# Collecting Yelp reviews for Houston restaurants
- Continuation of Yelp Scraper classwork to complete Yelp review extraction

## Parameterization and Pagination

And before we can get any reviews on restaurants, we might want to get the metadata on ALL of the Indian restaurants in Houston. According to Yelp, there are ~264, but our function yelp_search from yelp_classwork.ipynb only returns 20 of them. This is due to pagination and is a safeguard against returning __TOO__ much data in a single request (what would happen if there were 100,000 restaurants?) and can be used in conjuction with _rate limiting_ as well as a way to throttle and protect access to Yelp data.

> If an API has 1,000,000 records, but only returns 10 records per page and limits you to 5 requests per second... how long will it take to acquire ALL of the records contained in the API?
50 records per second, 20,000 seconds for 1,000,000 records.
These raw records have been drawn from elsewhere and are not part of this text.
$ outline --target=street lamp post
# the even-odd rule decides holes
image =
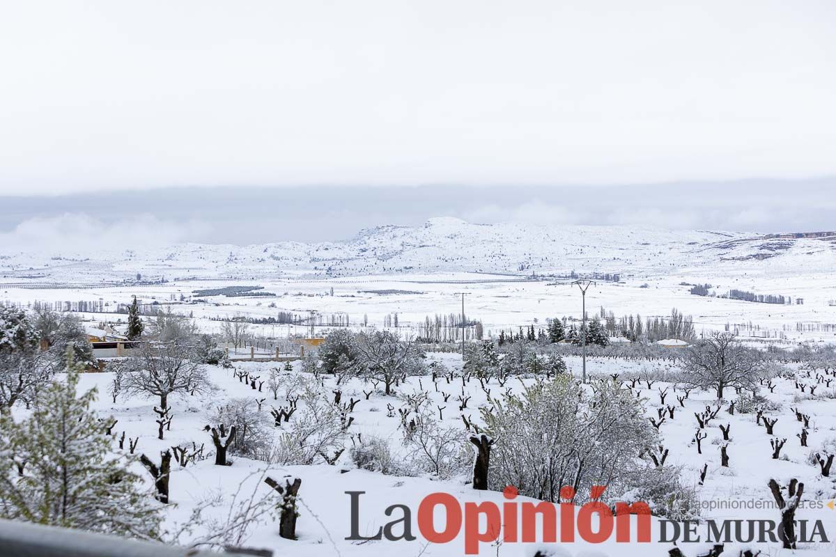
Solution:
[[[587,289],[591,285],[595,284],[595,281],[589,281],[588,279],[581,279],[579,281],[575,281],[572,284],[576,284],[576,285],[578,285],[578,287],[580,288],[581,299],[583,300],[583,301],[582,301],[583,310],[582,311],[583,311],[583,320],[584,320],[583,322],[584,322],[584,325],[583,325],[583,327],[581,329],[581,332],[583,333],[583,336],[581,337],[581,347],[583,347],[583,350],[584,350],[584,382],[585,383],[586,382],[586,335],[587,335],[587,330],[586,330],[586,291],[587,291]]]

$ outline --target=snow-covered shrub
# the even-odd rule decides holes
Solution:
[[[306,389],[298,409],[276,439],[270,462],[285,466],[314,464],[333,458],[348,436],[338,409],[321,394]]]
[[[34,400],[52,377],[51,355],[38,350],[34,327],[23,311],[0,306],[0,413]]]
[[[28,418],[0,413],[0,518],[158,539],[161,509],[129,470],[135,457],[115,457],[101,434],[95,390],[78,394],[82,370],[70,362]]]
[[[345,372],[357,359],[357,341],[348,329],[334,329],[319,347],[322,369],[328,373]]]
[[[212,335],[200,335],[195,343],[194,359],[198,363],[232,367],[227,351],[217,346]]]
[[[362,438],[349,450],[349,455],[354,465],[363,470],[386,474],[401,471],[395,465],[389,442],[374,435]]]
[[[762,408],[769,411],[779,410],[781,405],[763,395],[744,391],[737,395],[735,408],[742,414],[752,414]]]
[[[497,490],[514,485],[554,502],[561,481],[572,478],[584,498],[602,478],[615,481],[643,469],[640,455],[656,440],[641,403],[612,381],[590,394],[564,374],[492,403],[493,412],[482,409],[482,417],[497,440],[489,480]]]
[[[252,398],[232,398],[215,408],[207,418],[212,426],[222,423],[227,430],[235,426],[230,453],[259,460],[270,458],[273,427]]]
[[[428,410],[415,416],[415,427],[404,428],[404,446],[418,472],[449,479],[466,473],[472,463],[472,451],[459,428],[439,423]]]
[[[683,484],[678,467],[637,468],[619,479],[618,484],[614,490],[623,491],[619,497],[610,498],[611,503],[643,501],[655,516],[670,520],[694,520],[700,517],[696,490]]]
[[[308,352],[305,357],[302,358],[302,372],[303,373],[312,373],[314,377],[319,374],[319,358]]]

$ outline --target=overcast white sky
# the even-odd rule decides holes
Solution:
[[[4,3],[0,193],[836,175],[836,2]]]

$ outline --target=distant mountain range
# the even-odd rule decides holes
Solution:
[[[141,244],[141,241],[138,242]],[[6,286],[123,281],[319,278],[473,272],[520,276],[593,272],[641,277],[836,271],[836,232],[757,235],[634,226],[471,224],[434,218],[383,225],[339,242],[247,246],[177,244],[120,251],[16,251],[0,246]]]

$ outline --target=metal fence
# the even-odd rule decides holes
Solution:
[[[218,557],[218,554],[155,542],[0,519],[0,555],[3,557]],[[273,552],[235,549],[220,554],[270,557]]]

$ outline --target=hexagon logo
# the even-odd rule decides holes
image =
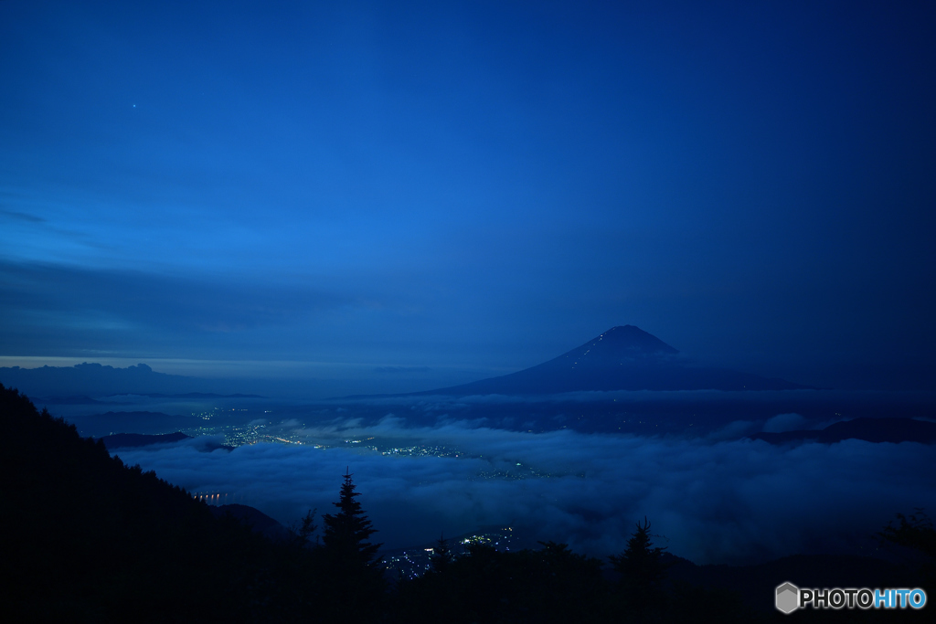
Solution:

One of the ways that APIs are an improvement over plain web scraping is the ability to make __parameterized__ requests. Just like the Python functions you have been writing have arguments (or parameters) that allow you to customize its behavior/actions (an output) without having to rewrite the function entirely, we can parameterize the queries we make to the Yelp API to filter the results it returns.

## Acquire all of the restaurants on Yelp for a specific query/location
Again using the API documentation for the search endpoint, fill in the following function (all_restaurants) to retrieve all of the restaurants meeting a specific query term and in a given location. Again you should use your read_api_key() function outside of the all_restaurants() stub to read the API Key used for the requests. You will need to account for pagination and rate limiting to:

- Given a search term (e.g., 'Indian'), and a location (e.g., 'Houston') and your api_key
    - Retrieve all of the restaurants that match the query and location. 
    - Paginate by querying 20 restaurants at each request.
    - Pause slightly (at least 200 milliseconds) between subsequent requests so as to not overwhelm the API (and get blocked).

As always with API access, make sure you follow all of the API's policies and use the API responsibly and respectfully.

**DO NOT MAKE TOO MANY REQUESTS TOO QUICKLY OR YOUR KEY MAY BE BLOCKED**

Again, you can test your function with Indian restaurants in Houston, since there are just 264 of them on Yelp. If you use a more popular cuisine, select a more restricted geographical location (e.g., 'Rice Village, Houston') to restrict the number to less than 300.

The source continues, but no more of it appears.